Port Authority n’est pas le classique coming-of-age movie auquel nous avons été habitués. Pourtant, le coup de foudre de Paul, fraîchement arrivé à New York, pour Wye, alors qu’elle danse avec ses amis devant la station de métro, semble dit comme ça vu et revu – même un peu ennuyeux. Là où le film détourne les schémas habituels pour s’ancrer dans des questionnements actuels et pertinents, c’est que Wye est une femme trans. Et loin d’utiliser cette étiquette comme un faire-valoir, le film agit comme une fenêtre conviant le spectateur à se confronter à un paysage qu’il n’a peut-être pas l’habitude de contempler, mais qui existe de toute manière et a besoin d’être reconnu comme tel.
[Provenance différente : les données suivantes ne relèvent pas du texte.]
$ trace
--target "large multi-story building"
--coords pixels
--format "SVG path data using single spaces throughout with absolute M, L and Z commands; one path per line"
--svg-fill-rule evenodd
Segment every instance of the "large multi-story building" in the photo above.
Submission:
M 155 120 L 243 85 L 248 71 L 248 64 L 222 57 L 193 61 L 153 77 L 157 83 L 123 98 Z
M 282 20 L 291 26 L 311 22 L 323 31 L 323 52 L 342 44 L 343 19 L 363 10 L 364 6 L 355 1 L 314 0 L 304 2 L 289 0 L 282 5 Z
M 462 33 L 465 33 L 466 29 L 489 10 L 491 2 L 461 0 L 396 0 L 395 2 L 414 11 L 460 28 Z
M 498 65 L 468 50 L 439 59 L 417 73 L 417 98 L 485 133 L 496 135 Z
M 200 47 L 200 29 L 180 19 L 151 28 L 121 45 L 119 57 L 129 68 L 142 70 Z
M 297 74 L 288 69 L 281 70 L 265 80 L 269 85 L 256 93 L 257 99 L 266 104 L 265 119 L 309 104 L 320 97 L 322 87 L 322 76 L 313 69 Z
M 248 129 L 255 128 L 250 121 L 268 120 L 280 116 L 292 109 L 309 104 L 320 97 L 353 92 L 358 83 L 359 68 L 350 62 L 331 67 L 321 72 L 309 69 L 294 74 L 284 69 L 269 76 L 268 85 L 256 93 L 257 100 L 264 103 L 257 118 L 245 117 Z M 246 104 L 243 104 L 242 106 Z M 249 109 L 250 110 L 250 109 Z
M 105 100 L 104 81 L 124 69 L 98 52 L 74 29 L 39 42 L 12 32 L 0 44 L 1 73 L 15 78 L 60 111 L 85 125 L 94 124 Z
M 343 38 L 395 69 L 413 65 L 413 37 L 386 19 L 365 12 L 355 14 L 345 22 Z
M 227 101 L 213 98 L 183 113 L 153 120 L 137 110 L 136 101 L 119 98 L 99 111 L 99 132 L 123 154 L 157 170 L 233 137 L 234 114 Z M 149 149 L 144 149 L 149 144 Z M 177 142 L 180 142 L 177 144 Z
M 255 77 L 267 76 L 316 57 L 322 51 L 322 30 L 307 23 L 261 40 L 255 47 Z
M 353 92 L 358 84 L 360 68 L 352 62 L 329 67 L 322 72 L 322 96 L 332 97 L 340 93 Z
Là où Port Authority se révèle encore plus intéressant, c’est que sa réalisatrice Danielle Lessovitz prend le contrepied de ce qui peut être attendu de son film. Les grandes lignes de l’intrigue sont prévisibles, car ce n’est pas tant ce chemin-là qui importe ici. S’appuyant sur sa double identité de femme blanche et queer, la réalisatrice s’attelle à dresser le portrait d’une communauté émancipée de l’hétéronormativité, vue à travers les yeux d’un jeune homme blanc mal à l’aise avec les codes virils qu’entretiennent ses pairs. Lessovitz évite les écueils qu’on pourrait attendre, en abordant le poids de la masculinité toxique avec beaucoup de subtilité et la représentation de la ballroom culture avec un regard respectueux, jamais voyeuriste – comme en démontre le temps de casting inhabituellement long, afin de sélectionner de vrais danseurs queers également prêts à divulguer leur visage dans un film.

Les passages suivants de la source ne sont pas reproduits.